Since then, many of you have expressed concern and sent well wishes. I’m grateful for all of you. It’s a blessing to feel support from friends and even strangers during times of suffering.
I wanted to give you an update on her situation and send our gratitude for all of your kindnesses.
Casandra had her thyroid removed in December, and in the process her vocal chords were paralyzed. She’s had some movement return in one vocal chord, allowing her to speak again. She still wheezes from lack of airflow because the vocal chords can’t expand to allow air into her lungs.
But she’s never complained about that. She’s happy with her progress.
This week, she received her radioactive iodine treatment to kill off any remaining cancer. Following a two-week special diet, she got her treatment Wednesday. That means she has to stay in quarantine for 48 hours, then she can only be within six feet of adults — no children — for a week.
That brings us to now.
She’s radioactive and a little lonely. She sits alone on a cot in my mom’s spare bedroom all day and all night until the toxic chemicals run their course.
So we’re talking through the door.
And the topic has turned to darkness. How we always use expressions, like “come into the light,” and “shed light on it.”
Sunlight is a metaphor for happiness.
But there’s no escaping darkness, and while we shouldn’t plan on living in the gloom, there are lessons to be learned there.
Sometimes we try so hard to avoid feeling malaise we miss the insight and personal growth that only comes through times of great hardship.

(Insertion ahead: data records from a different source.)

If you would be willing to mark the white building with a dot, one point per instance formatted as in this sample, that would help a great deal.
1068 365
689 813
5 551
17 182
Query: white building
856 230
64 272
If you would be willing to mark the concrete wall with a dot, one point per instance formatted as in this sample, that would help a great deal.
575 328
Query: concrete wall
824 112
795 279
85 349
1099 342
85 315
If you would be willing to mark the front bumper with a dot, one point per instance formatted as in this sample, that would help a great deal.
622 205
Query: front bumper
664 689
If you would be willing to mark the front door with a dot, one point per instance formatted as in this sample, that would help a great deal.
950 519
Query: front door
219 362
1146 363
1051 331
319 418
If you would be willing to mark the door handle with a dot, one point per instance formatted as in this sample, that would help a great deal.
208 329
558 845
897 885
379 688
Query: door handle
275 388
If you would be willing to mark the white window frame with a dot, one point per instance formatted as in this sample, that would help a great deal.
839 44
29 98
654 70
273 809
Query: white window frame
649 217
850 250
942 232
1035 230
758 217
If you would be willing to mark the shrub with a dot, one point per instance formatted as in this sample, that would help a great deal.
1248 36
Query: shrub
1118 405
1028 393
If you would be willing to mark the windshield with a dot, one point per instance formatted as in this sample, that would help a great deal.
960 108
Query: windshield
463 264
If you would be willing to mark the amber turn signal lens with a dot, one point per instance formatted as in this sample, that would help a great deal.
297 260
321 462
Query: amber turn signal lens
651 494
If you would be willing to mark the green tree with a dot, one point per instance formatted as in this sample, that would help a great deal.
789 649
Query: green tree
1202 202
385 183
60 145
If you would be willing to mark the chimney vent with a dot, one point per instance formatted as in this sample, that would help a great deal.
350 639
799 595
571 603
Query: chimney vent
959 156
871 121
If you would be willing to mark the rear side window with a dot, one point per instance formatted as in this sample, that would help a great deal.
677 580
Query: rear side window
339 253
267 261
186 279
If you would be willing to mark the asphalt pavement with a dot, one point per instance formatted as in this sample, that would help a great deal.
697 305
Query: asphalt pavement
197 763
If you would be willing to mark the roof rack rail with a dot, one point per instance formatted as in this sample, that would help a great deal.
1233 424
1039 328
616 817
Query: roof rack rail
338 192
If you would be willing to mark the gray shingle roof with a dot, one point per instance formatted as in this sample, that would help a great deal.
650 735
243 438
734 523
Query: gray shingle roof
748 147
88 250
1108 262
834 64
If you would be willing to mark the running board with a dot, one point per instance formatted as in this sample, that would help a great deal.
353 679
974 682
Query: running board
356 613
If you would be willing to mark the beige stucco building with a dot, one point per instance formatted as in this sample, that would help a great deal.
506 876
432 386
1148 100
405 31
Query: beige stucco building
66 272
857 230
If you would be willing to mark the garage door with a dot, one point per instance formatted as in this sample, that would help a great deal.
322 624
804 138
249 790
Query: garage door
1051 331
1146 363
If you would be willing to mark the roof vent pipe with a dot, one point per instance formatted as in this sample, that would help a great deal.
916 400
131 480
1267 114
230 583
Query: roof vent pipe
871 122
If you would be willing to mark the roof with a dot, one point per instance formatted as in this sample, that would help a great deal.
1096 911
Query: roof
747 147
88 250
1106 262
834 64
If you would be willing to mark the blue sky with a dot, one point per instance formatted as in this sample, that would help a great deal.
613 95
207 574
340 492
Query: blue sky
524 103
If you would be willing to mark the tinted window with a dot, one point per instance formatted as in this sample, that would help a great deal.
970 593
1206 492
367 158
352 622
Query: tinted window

We realize during those times what’s most important in our lives. We strengthen our relationship with deity. And we find out who we are, deep down in our core.
This darkness has tested and fortified our faith, our patience and love. And through it all, her baby, Maggie Lou, has shined as a beacon, proving that hope and laughter — and chubby little legs — can break through any clouds of woe.
Throughout this past year and a half, the joy has eclipsed the heartache, there has been wisdom in the darkness.
But, truth be told, I’m hoping and praying this is the final stage in her recovery, that her health will be restored. I’m ready for sunlight.